The ASPEN guidelines notably do not advocate for a specific, universal energy target for nutritional support. Additionally, the SCCM/ASPEN and ESPNIC nutrition guidelines for critically ill pediatric patients advise that nutritional intake, especially during the acute phase of catabolism, should be limited to the patient's resting energy expenditure (REE) and should not exceed it [11,12]. This approach is particularly prudent for critically ill children who are at an increased risk of developing refeeding syndrome. While indirect calorimetry is recognized as the most accurate method for determining REE [25], its lack of practicality often leads to the recommendation of the Schofield equation as an alternative.

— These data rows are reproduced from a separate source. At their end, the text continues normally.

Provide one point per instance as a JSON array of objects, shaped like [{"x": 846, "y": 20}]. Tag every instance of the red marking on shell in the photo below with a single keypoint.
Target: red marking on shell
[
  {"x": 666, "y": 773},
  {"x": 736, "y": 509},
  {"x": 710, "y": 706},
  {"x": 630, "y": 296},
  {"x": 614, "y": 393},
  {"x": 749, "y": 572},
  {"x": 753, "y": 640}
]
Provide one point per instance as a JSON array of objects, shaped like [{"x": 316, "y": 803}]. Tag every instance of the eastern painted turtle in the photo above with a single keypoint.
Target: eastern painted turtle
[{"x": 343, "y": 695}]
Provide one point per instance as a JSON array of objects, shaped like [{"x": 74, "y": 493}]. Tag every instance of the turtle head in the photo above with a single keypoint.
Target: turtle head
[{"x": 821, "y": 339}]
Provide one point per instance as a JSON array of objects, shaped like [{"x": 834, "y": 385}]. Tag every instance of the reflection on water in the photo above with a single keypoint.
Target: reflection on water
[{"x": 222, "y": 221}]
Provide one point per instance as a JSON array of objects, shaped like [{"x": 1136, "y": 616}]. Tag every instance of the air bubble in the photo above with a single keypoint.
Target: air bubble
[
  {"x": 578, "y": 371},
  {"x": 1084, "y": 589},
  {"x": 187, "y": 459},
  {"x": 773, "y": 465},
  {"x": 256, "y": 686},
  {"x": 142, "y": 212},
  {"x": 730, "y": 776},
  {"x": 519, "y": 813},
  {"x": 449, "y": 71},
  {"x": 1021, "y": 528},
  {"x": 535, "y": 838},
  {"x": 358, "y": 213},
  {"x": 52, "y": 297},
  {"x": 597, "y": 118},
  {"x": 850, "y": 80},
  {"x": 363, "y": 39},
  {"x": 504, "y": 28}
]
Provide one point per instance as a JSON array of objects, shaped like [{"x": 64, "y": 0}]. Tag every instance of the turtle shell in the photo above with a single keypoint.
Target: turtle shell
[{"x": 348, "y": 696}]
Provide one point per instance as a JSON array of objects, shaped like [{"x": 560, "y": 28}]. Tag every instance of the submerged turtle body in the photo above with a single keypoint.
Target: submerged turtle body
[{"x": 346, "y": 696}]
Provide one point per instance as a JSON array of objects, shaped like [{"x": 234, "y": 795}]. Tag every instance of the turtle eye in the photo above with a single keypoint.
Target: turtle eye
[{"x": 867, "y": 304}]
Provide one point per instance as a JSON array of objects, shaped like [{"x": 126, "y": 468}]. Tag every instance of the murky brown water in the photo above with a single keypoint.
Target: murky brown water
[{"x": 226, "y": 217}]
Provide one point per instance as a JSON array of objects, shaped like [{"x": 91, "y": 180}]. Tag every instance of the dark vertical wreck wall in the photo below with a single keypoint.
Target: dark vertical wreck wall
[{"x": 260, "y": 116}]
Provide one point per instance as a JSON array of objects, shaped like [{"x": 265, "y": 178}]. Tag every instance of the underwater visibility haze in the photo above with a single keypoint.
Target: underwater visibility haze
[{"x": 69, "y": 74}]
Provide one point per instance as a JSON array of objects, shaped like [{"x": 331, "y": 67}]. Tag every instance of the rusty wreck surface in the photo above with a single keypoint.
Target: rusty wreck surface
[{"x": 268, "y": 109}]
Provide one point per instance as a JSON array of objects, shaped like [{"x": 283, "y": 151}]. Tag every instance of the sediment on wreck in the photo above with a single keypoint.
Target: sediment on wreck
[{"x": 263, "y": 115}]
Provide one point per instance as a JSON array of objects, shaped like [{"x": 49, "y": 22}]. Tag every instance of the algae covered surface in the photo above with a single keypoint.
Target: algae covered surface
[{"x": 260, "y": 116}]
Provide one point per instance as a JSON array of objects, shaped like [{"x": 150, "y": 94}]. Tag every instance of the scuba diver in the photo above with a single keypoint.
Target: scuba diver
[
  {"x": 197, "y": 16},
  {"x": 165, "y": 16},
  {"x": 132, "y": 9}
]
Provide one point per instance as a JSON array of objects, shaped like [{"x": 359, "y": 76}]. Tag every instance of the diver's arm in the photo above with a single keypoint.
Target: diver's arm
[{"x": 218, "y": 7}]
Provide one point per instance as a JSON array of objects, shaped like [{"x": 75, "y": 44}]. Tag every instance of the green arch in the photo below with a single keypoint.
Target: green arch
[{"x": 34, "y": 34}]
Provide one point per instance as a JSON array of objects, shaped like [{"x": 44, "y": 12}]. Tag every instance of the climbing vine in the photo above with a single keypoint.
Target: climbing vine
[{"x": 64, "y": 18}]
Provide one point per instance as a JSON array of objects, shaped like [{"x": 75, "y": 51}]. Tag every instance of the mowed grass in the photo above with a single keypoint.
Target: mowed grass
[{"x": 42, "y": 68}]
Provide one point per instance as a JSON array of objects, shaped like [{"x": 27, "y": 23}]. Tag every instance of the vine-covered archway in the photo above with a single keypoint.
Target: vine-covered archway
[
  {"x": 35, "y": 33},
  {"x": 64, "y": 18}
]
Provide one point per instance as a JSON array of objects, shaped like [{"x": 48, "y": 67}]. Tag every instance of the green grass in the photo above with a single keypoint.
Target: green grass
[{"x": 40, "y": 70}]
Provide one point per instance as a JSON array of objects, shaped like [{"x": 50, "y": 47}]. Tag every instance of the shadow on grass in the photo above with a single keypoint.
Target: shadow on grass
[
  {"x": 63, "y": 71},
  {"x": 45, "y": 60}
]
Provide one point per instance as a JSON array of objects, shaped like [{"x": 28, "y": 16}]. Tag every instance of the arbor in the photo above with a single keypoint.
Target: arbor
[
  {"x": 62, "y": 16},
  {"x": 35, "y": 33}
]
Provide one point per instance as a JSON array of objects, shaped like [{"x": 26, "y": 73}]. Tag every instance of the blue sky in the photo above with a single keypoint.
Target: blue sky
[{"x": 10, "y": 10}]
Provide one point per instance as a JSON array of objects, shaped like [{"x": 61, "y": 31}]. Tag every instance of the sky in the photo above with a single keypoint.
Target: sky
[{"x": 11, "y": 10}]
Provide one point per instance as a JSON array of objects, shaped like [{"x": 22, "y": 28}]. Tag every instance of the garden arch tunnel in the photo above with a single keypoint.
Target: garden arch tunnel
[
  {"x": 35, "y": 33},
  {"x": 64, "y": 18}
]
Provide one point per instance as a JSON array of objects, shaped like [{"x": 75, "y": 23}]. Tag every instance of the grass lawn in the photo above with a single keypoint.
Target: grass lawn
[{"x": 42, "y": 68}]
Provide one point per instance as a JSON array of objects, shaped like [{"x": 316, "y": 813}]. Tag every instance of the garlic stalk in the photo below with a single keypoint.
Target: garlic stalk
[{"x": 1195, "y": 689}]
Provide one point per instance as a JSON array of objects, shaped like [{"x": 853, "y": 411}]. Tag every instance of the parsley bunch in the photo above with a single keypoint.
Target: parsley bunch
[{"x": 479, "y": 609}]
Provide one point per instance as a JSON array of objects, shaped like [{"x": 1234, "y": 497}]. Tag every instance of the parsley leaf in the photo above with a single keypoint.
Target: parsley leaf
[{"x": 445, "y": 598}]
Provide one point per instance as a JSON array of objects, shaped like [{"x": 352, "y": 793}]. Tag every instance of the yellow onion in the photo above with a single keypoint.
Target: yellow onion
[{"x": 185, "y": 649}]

This equation provides an estimate of nutritional needs based on a patient's weight and height [12,26].
The guidelines [11,12] recommend initiating enteral nutrition within the first 24 hours of hospitalization [12], unless contraindicated. Reaching up to two-thirds of the nutritional goal during the first week of critical illness is associated with improved clinical outcomes [11]. For critically ill children, enteral nutrition is the preferred method over parenteral nutrition when feasible [11,12]. This approach includes active feeding methods such as oral, nasogastric tube, or trans-pyloric feeding techniques.
Ultimately, for critically ill children at risk of refeeding syndrome, the recommendation is to initiate early enteral nutrition. A suggested strategy involves starting with an initial energy intake that is lower than what the ASPEN guidelines recommend, such as 20%–30% of the target based on the REE. This should be gradually increased over the course of a week, with close monitoring of electrolytes.

Electrolytes

Before starting nutrition, serum levels of potassium, magnesium, and phosphorus should be checked. In high-risk patients, these electrolytes should be monitored every 12 hours during the first 3 days [16], with more frequent monitoring as required. Any deficiencies identified should be corrected in accordance with established standards of care. The use of prophylactic electrolyte supplementation is still a matter of debate when pre-feeding levels are within the normal range [16].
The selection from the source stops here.